I also love reading and wish I had time for more of it. I’m currently reading a few different books: The Secrets of Vesuvius by children’s historical mystery author Caroline Lawrence at the request of my son, partially completed holiday reading Spain: what everyone needs to know (William Chislett), bedtime family reading Billionaire Boy (David Walliams) and – for me – The Power of Habit – second time – by Charles Duhigg.
Reading (and radio) as a healthy habit – both feel good.
A recent chance tune in had me listening to BBC Radio 4’s Morality in the 21st Century series with an episode exploring Artificial Intelligence. AI is a hotter topic than most of us realise, or perhaps want to accept. It’s all around us in ways we don’t even realise. The 40-minute programme discussed the benefits of AI. Automated tasks, supporting activities, better and more reliable medical diagnosis – some great steps forward in routine activities.
Apparently, there’s a catch. AI is based on historical data and current behaviours, so AI mirrors and grows from our current base. It builds on current systemic biases, structural inequalities and limitations. So if we’re looking to remove some of those biases, we’ve got to address the historical data and current behaviours. Whether we will is something we will be finding out over the coming years and decades as the global weight, influence and size of the players working on AI pushes and drives the introduction of AI.
There are many advantages some of which are rather dull. AI can help with domestic chores beyond shopping there’s cooking and cleaning. AI machine, you’re welcome to those. Apparently, it can also help with parenting on tasks such as homework, research and bedtime stories. (Search online – here’s 9 Google Home tips for busy parents.)

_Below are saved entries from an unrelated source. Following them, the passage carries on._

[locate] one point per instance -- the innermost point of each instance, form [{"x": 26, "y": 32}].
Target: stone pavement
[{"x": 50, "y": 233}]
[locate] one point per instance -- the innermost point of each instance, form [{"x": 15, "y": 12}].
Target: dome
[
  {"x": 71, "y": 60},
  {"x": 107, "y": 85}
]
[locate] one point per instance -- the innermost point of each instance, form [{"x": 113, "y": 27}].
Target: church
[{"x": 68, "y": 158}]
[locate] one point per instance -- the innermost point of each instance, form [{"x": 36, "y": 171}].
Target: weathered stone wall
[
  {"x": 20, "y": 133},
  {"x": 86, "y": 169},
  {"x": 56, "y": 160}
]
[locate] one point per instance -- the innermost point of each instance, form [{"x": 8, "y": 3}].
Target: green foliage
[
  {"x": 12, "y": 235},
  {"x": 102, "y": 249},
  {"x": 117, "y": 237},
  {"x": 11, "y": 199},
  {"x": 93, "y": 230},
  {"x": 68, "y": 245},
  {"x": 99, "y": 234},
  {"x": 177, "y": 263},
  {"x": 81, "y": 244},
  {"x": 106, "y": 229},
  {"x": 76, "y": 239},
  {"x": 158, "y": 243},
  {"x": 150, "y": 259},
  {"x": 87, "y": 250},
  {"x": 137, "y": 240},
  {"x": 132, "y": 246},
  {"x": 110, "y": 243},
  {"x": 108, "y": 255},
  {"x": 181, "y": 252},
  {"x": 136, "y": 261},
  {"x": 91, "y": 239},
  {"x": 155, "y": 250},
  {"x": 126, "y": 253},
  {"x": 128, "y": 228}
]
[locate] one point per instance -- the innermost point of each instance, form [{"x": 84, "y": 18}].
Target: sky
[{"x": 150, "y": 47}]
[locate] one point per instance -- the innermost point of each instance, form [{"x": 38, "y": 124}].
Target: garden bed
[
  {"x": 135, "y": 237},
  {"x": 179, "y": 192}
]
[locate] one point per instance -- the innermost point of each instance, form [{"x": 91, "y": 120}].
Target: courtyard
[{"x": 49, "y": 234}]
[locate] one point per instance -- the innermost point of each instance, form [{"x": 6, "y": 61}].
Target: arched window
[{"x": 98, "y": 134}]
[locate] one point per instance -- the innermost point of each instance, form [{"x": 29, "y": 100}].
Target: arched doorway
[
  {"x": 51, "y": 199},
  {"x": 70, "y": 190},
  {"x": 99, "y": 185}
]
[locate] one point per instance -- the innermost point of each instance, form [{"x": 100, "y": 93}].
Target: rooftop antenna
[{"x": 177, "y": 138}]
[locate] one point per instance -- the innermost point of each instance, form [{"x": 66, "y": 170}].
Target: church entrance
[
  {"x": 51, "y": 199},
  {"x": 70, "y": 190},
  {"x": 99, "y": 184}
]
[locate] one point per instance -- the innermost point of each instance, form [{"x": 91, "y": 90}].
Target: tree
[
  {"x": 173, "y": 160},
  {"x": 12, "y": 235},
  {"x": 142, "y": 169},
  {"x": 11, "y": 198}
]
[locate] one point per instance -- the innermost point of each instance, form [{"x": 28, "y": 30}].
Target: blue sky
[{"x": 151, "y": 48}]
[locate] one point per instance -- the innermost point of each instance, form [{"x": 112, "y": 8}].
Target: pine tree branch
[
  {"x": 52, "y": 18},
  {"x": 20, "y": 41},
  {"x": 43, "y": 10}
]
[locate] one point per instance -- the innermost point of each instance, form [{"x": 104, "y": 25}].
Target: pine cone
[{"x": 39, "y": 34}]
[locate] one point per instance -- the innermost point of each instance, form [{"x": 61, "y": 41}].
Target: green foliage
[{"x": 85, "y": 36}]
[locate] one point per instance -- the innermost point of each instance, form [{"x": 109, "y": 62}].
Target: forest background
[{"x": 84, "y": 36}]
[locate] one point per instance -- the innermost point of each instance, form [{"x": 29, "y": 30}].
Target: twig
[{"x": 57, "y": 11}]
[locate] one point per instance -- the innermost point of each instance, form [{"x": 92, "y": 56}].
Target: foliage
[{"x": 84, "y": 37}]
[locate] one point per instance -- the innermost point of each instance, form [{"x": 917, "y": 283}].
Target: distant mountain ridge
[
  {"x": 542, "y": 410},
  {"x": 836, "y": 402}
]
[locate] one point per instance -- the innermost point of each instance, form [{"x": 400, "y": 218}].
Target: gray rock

Bedtime stories? That seems to cross a line. In the UK, spending a moment with your children at the end of a busy day is a moment to pause. I’ll own up to not knowing the bedtime routines of many of my friends, let alone people around the world. A quick online search suggests a wind-down period is pretty common and desirable.
But it’s the role, not the activity that’s the point.
It’s spending some time with a growing person that also puts in place the foundations for a lifetime of curiosity and learning.
So when Morality in the 21st Century started talking about asking your smart speaker to read bedtime stories, it was a wake-up moment. Once we’re handing parenting over to AI, we’ve missed something about what we’re doing and why we’re doing it. We’ve lost something about being human.
Perhaps we’re making an unintended and unplanned step towards being Artificially Human.